悪(ワル)の華

ボードレールは、人間を『退屈』に住む『悪』だと思っていたようです。『悪』を詠えば、人間の本質に迫れました。 『悪』はまた、衝動的で扇動的で曖昧でした。 衝動的で扇動的で曖昧なものは、おもしろおかしく好き勝手に扱えました。 『悪』は、『滑稽』にも『美』にも『神』にさえなれました。 こうして人間は、『滑稽』や『美』や『神』に変えられました。 ボードレールのやったことは、それだけのことです。では、ボードレールの言葉遊びに浸りましょう。文中、極めて不道徳で不適切な単語や表現が使用されています。予めご了承ください。

57 聖母へ        スペイン風の奉納物

『聖女』よ、わたしの至宝、あなた様ため、

わたしの苦悩の奥底に、地下祭壇を築かせていただきます。

その暗黒の片隅に、

俗な欲望や意地悪な視線から、あなた様を隔絶させるため、

紺碧に金銀七宝を散りばめた壁を立てさせて下さい!

あなた様はそこで、ただ奇跡の『彫像』として気取っていればいいのです。

わたしは、慇懃な『詩句』とダイヤモンドの『脚韻』を、

プラチナに整然とはめ込んだ、強大なティアラを作り、

あなた様に被せます。

そしてわたしの『嫉妬』と言う名の布地で、生きた『聖母像』のあなた様に、

外套を仕立てさせて下さい。それは、

野蛮人向きのざらついた重い布地で作ります。そして『猜疑心』と言う裏地を合わせます。
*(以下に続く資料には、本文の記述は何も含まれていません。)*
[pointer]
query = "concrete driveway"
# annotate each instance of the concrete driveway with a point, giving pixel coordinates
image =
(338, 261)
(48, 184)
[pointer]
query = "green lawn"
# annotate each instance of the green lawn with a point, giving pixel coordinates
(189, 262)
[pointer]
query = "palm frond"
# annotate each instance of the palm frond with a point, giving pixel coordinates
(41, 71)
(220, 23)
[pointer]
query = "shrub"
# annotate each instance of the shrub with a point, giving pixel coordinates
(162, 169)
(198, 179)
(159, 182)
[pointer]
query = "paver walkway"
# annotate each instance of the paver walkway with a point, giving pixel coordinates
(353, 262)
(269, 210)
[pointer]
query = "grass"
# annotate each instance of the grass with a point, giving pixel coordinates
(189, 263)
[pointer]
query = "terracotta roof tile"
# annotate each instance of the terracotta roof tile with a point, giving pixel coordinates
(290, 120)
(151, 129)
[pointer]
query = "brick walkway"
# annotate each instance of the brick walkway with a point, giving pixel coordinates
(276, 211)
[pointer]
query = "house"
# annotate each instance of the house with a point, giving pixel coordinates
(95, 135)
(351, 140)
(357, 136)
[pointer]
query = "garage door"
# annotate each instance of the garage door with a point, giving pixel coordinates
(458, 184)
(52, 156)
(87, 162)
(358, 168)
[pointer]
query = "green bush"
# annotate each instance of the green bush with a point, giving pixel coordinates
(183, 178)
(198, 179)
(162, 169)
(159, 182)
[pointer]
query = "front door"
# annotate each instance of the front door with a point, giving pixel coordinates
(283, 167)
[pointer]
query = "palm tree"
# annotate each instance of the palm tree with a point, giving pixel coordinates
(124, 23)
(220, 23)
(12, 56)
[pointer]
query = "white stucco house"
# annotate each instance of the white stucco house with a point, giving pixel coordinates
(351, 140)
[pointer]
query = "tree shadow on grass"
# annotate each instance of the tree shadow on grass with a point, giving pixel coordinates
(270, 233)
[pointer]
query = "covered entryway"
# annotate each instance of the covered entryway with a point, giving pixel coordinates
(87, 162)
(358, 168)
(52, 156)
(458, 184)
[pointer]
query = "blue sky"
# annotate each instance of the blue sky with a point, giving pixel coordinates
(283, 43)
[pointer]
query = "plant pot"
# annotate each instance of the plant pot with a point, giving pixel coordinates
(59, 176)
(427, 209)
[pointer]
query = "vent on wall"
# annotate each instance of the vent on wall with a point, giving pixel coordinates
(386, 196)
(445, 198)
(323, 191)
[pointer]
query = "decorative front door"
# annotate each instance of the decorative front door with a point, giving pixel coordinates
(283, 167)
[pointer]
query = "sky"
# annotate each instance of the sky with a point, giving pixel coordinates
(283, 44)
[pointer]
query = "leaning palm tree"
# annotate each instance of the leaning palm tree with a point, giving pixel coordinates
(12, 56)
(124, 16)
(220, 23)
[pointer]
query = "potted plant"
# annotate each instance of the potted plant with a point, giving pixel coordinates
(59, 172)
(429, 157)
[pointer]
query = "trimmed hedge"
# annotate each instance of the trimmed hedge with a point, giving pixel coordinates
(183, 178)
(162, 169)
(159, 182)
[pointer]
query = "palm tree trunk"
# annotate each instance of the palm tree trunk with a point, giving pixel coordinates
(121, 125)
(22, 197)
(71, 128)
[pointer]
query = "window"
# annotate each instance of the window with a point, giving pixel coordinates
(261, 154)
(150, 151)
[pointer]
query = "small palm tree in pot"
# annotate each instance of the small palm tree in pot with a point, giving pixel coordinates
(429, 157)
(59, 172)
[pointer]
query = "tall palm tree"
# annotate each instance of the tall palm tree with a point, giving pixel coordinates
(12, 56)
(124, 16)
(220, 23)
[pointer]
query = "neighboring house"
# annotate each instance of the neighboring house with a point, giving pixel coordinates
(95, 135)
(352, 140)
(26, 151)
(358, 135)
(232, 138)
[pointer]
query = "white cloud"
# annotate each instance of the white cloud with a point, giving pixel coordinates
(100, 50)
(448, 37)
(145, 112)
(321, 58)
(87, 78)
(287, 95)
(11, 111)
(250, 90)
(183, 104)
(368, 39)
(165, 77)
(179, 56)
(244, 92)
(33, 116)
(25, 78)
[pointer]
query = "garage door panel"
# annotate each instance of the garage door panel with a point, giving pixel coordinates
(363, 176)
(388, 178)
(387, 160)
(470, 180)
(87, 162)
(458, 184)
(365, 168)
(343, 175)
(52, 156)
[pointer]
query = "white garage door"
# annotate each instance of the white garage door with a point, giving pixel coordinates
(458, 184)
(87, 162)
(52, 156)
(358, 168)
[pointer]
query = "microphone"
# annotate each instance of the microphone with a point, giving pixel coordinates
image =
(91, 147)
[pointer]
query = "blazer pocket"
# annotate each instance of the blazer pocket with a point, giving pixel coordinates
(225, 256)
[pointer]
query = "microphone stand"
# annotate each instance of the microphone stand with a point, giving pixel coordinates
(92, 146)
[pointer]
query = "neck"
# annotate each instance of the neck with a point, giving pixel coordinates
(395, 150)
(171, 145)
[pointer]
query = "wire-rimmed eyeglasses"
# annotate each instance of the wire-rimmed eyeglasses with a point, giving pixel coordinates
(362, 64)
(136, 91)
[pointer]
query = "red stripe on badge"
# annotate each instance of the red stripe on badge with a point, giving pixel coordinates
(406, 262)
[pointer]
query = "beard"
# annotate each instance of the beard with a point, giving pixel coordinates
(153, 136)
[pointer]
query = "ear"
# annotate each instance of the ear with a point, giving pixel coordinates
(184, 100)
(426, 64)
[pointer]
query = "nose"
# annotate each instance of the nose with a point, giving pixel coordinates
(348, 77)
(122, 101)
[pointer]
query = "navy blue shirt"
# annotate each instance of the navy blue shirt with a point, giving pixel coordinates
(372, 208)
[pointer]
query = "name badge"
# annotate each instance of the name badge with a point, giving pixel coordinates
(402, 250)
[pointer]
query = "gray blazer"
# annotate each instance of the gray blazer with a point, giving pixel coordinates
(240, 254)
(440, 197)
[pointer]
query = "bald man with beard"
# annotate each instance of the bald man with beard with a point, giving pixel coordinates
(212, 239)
真珠などは飾りません。わたしの涙を縫い付けるのです。

きっと外套はあなた様を、ボディガードのように包み込むはずです。

あなた様のドレスはわたしの『欲望』で作らせて下さい。そのドレスは揺れ、

ドレープを打ちます。『欲望』は昂まりと静まりを繰り返し、

波頭で戸惑い、波間で呼吸を整え、

バラ色に染まったあなた様の白い肌を、恐れ多いことですが、口づけで覆い隠すのです。

わたしの『畏敬』からは、美しい靴を作ります。

繻子は、あなた様の神聖な脚に虐められながら、

柔らかな抱擁でその脚を閉じ込める忠実な鋳型になって、

あなた様の存在を記念し続けることでしょう。

わたしの力が足らず、

あなた様の『台座』に、銀の『月』を上手く彫ることが出来なかったら、

代わりにわたしの内臓に喰らいついた『蛇』を置かせて下さい。

多くの供物(くもつ)に飽きた栄えある女王のあなた様は、

償いの嘔吐物で膨れ上がったこのわたくしめを、

踏みつぶし、むち打ち、嘲弄して下さい。

わたしの『思考』が、花で埋まった祭壇の『蝋燭』のように並べられ、

青く塗られた天井に星々の輝きを瞬かせ、

燃える瞳で『聖母像』のあなた様を見上げます。

あなた様はご褒美の『黄金』と『聖水』を、わたしにふりかけるのです。

そしてわたしのすべてが『安息香』『沈香』『乳香』『没薬』となり、

白雪を頂く至上のあなた様に、

慕いながら、崇めながら、讃えながら、

蒸気となって、歪んだわたしの『情念』が上(のぼ)っていくのです。

 

最後に、あなた様を本物の『聖母』に仕上げるために、

愛情にどす黒い欲情が混じりあったわたしは、

怨念に操られる死刑執行人として、

7つの『大罪』で、7本の『短刀』を作らせていただきます。

そして切れ味のいいその刃を、冷酷な曲芸師となって、

あなた様の愛の急所を的にして、1本も残さず投げ込むのです!

ピクピク動く心臓に、

血まみれの心臓に、すすり哭く心臓に! あなた様を完成させるために。